The store, HMV’s very first, was opened by legendary composer Sir Edward Elgar in 2021 and has played host to iconic music stars – including a 1995 rooftop gig from Blur and a Christmas lights switch-on by the Spice Girls just a year later.

Now, Canadian business mogul Doug Putman will reopen the store towards the end of 2023 – with a revamped layout, a new focus on merchandise, vinyl, films and technology, along with live music and in-store signings.

Speaking to Rolling Stone UK, former HMV head Brian McLaughlin, who oversaw some of the store’s most successful periods, explained that it still holds a special place in the heart of consumers.

“I was amazed to find out recently they’ve still got 130 stores in the UK,” said McLaughlin.

“Given that it’s gone to administration twice but there’s still that many stores shows just how much of a special place it is for consumers.”

He added: “When it comes to regular Saturday shoppers, you often hear people talking about how they’ll go into HMV and lose themselves for an hour and a half. I haven’t just heard that from one person, I’ve heard it from lots of people. I think it’s, it is, very, it is very much part of Britain’s cultural makeup in a way.”

Brian’s journey with the iconic company started when he began working at a HMV store in Portsmouth at the age of 19, before a promotion to store manager several years later catapulted his rise to the top. He is now recalling his experiences in His Master’s Voice, a new memoir which charts his journey with the firm.

“It was really when I became operations director that I had the power to be able to change things in the business and I think I say in the book that at that stage HMV never had any real goals or ambitions, it was a chain of record stores that was owned by EMI music who weren’t really interested in them. As long as they didn’t lose money, EMI weren’t really interested.”
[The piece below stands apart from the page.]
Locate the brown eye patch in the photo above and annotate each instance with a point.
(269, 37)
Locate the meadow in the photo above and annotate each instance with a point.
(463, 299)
Under his leadership, the store’s UK presence grew, and even saw the introduction of iconic acts turning up at the Oxford Street store to perform and do signings.

“The one that stands out was when Prince turned up at the Oxford Street store and even I, the managing director at the time, couldn’t get in the store. Someone sent me a photo the other day and it showed the crowd outside in Oxford Street. There I was, outside, because I could not get into the shop!,” he recalls.

But now, under the ownership of Canadian magnate Doug Putnam, Brian is confident that HMV can flourish once again.

“When you read what Doug is saying, he wants music and live bands to be an integral part of all his stores. I don’t follow everything he does, but that has to be the right way forward,” he said.

“The fact they’re now opening stores rather than closing them has to give you a flavour of how things are going, and I hear his stores in Canada are doing pretty well. I think part of it too is the kind of tangible magic. It’s all well and good, you know, going on Spotify and streaming a song or an album, but going into the store and browsing something and looking in and discovering that , I think that kind of connection that will never go away. I think that must be part of HMV’s future too.”